Count the number of occurrences of a char in each sequence in a fasta file with multiple sequences using bash

I want to count the number of occurrences of a char in each sequence in a fasta file with multiple sequences, but with the method I use I count the total of the char in the fasta file:

grep -o 'G' my_sequence.fasta | wc -l

Is there some way to do it with each of the sequences using the fasta file with multiple sequences?

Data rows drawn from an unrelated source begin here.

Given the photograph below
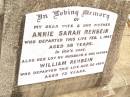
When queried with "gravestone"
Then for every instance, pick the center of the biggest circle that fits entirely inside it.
(21, 15)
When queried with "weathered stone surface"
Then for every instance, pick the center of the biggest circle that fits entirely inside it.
(15, 11)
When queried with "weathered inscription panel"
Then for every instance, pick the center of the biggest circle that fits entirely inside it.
(65, 42)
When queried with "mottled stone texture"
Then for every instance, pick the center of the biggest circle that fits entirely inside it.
(15, 11)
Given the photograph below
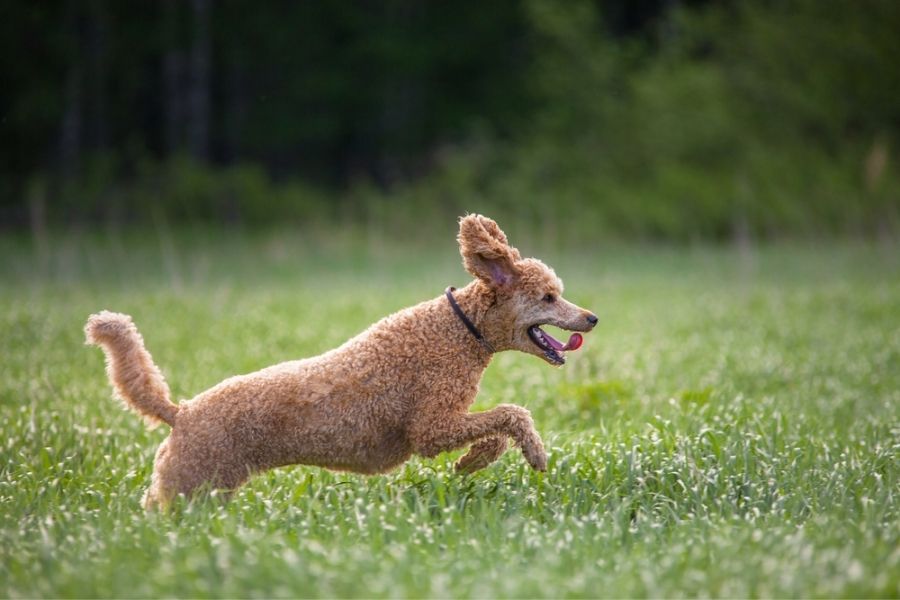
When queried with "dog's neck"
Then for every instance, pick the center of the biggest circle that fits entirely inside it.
(474, 300)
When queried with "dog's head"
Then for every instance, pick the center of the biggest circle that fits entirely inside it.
(527, 294)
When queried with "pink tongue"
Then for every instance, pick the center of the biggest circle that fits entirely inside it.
(574, 343)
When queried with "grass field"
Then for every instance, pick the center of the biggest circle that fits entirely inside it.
(731, 428)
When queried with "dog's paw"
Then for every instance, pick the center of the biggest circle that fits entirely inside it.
(535, 455)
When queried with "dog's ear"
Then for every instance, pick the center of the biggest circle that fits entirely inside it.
(486, 252)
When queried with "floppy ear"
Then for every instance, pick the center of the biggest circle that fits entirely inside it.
(486, 252)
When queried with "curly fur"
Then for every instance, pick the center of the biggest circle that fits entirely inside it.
(365, 406)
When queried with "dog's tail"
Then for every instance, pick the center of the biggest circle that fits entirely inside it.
(130, 367)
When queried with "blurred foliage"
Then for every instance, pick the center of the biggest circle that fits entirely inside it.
(656, 120)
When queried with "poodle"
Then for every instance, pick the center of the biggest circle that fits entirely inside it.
(401, 387)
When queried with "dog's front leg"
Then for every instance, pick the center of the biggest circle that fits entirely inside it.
(442, 432)
(482, 453)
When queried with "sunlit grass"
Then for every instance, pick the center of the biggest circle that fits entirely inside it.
(730, 429)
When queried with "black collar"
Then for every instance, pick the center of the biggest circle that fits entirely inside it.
(462, 317)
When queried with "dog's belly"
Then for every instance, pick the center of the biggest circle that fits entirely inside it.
(361, 440)
(282, 416)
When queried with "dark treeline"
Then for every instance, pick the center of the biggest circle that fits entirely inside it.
(656, 118)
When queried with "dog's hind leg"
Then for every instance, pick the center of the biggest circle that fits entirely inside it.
(482, 453)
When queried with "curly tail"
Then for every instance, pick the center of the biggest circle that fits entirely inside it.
(130, 367)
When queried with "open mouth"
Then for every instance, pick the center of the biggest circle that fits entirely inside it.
(553, 348)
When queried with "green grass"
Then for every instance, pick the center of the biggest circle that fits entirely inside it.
(732, 427)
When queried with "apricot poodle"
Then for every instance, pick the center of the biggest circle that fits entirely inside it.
(371, 403)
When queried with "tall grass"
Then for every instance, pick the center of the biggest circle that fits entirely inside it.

the fasta file look as below

>sequence1
CCGTGGGTCAATCCCGTA
>sequence2
CCGTGGGGCACTCCCGTA
>sequence3
TTGTGGGTCAATCCCGTC
>sequence4
CCCGGGTGCACTCCCGTA

Solution

Here's an awk that counts the number of G in each sequence; it discards the possible header in the FASTA file and supports multi-line sequences. Also, the description lines in the FASTA file might contain more than just the sequence ID, for example >MCHU ‑ Calmodulin …. The code only outputs the ID, i.e. >MCHU.

awk -v char=G '
    /^>/ {
        if (label != "") {
            print label, gsub(char, "", sequence)
            sequence = ""
        }
        label = $1
        next 
    }
    { sequence = sequence $0 }
    END {
        if (label != "")
            print label, gsub(char, "", sequence)
    }
' file.fasta

>sequence1 5
>sequence2 6
>sequence3 5
>sequence4 5

remark: Be aware that the char parameter in argument of the awk command is a regex and that C‑style escape sequences in it will be unescaped; well, it doesn't really matter for your use‑case (i.e. for characters that don't have any special meaning in regex nor C‑escaping).